If I naïvely say that Week 1 establishes a true distribution for averaged weekly counts, then being more than 1σ above the mean for three weeks would have a probability of about p = (0.16)^3 = 0.0041 if that true count distribution remained constant.
Unfortunately, this p-value is poorly calibrated because the sampling errors in the estimates of the weekly means and σ are non-negligible compared to the value of σ.* We can obtain an accurate p-value by simulation. Under the null hypothesis of no change in counting frequency, the count for each day follows a Poisson distribution with mean = 150 counts / 35 days (I got 150 from adding up all the counts in the plot; there is some sampling error in this estimate, but its effect on the estimated p-value is negligible). From simulating 10^5 samples, I found 8296 samples with week 3–5 means that are all greater than the sum of the week 1 mean and week 1 SD. This gives p = 0.083.

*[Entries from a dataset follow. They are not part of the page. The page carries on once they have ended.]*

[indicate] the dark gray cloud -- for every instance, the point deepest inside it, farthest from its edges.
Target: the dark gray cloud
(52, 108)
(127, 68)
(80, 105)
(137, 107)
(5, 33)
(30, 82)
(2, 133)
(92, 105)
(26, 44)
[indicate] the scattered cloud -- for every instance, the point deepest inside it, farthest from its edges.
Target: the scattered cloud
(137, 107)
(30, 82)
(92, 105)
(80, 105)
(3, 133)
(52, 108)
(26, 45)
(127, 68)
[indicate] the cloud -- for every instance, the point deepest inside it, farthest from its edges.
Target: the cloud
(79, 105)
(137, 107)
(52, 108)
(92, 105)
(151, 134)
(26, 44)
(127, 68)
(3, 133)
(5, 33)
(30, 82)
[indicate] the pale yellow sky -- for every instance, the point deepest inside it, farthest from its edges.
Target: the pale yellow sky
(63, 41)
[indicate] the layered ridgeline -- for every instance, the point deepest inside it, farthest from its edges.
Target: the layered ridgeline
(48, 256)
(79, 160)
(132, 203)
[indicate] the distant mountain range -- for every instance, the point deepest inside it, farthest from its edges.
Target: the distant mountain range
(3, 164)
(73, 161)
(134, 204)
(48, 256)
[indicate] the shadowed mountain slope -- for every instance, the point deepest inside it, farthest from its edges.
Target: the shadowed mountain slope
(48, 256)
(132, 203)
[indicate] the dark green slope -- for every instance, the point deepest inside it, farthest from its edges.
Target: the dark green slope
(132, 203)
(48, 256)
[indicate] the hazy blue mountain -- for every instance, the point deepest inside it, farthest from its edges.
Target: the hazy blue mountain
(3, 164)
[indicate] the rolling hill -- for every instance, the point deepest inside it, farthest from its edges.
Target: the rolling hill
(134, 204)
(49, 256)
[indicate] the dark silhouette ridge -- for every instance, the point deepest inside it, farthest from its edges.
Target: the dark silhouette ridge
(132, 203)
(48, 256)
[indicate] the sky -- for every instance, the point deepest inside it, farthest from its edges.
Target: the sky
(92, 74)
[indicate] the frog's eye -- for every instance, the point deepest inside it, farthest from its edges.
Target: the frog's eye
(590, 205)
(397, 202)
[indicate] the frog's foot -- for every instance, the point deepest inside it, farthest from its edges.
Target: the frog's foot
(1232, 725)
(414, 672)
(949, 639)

An alternative (and standard) way to get a p-value here is to use Kendall tau as a test statistic, which gives a non-parametric rank-based test for monotone association. The single-tailed Kendall tau gives p = 0.076.
* ETA: Let me add more explanation for any reader who is not sure what’s going on. The p-value in the post is (exactly) correct if the weekly mean and SD under the null hypothesis can be determined without any error. Unfortunately, we cannot do that—the best we can do is to estimate the weekly mean and SD using the week 1 mean and SD, so our estimates contain sampling errors. Often, we do not care about sampling errors when we are working with large samples because these errors are negligibly small compared to the SD. However, in this case, our sample has only n = 7, so sampling errors are non-negligible compared to the SD. This becomes a problem when we work with p-values because the null hypothesis is dependent on our estimates, but the errors in these estimates are not taken into consideration when we calculate the p-value. A common way to work around this is to use simulations, as I did. Alternatively, because our null hypothesis is rather simple, it might be feasible to use analytic methods to calculate a correct p-value.
Thanks! Hardly a nitpick, I should really know better. It looks especially bad that my laziness/carelessness led to overstated results. 150 is the correct number of counts, and I agree with your calculation. Embarrassingly, I also screwed up the p-value for the sleep correlation, [EDIT] which I retracted briefly but now have fixed.
This is a well-written post! Upvoted.
A nitpick:
Unfortunately, this p-value is poorly calibrated because the sampling errors in the estimates of the weekly means and σ are non-negligible compared to the value of σ.* We can obtain an accurate p-value by simulation. Under the null hypothesis of no change in counting frequency, the count for each day follows a Poisson distribution with mean = 150 counts / 35 days (I got 150 from adding up all the counts in the plot; there is some sampling error in this estimate, but its effect on the estimated p-value is negligible). From simulating 10^5 samples, I found 8296 samples with week 3–5 means that are all greater than the sum of the week 1 mean and week 1 SD. This gives p = 0.083.
An alternative (and standard) way to get a p-value here is to use Kendall tau as a test statistic, which gives a non-parametric rank-based test for monotone association. The single-tailed Kendall tau gives p = 0.076.
* ETA: Let me add more explanation for any reader who is not sure what’s going on. The p-value in the post is (exactly) correct if the weekly mean and SD under the null hypothesis can be determined without any error. Unfortunately, we cannot do that—the best we can do is to estimate the weekly mean and SD using the week 1 mean and SD, so our estimates contain sampling errors. Often, we do not care about sampling errors when we are working with large samples because these errors are negligibly small compared to the SD. However, in this case, our sample has only n = 7, so sampling errors are non-negligible compared to the SD. This becomes a problem when we work with p-values because the null hypothesis is dependent on our estimates, but the errors in these estimates are not taken into consideration when we calculate the p-value. A common way to work around this is to use simulations, as I did. Alternatively, because our null hypothesis is rather simple, it might be feasible to use analytic methods to calculate a correct p-value.
Thanks! Hardly a nitpick, I should really know better. It looks especially bad that my laziness/carelessness led to overstated results. 150 is the correct number of counts, and I agree with your calculation. Embarrassingly, I also screwed up the p-value for the sleep correlation, [EDIT] which I retracted briefly but now have fixed.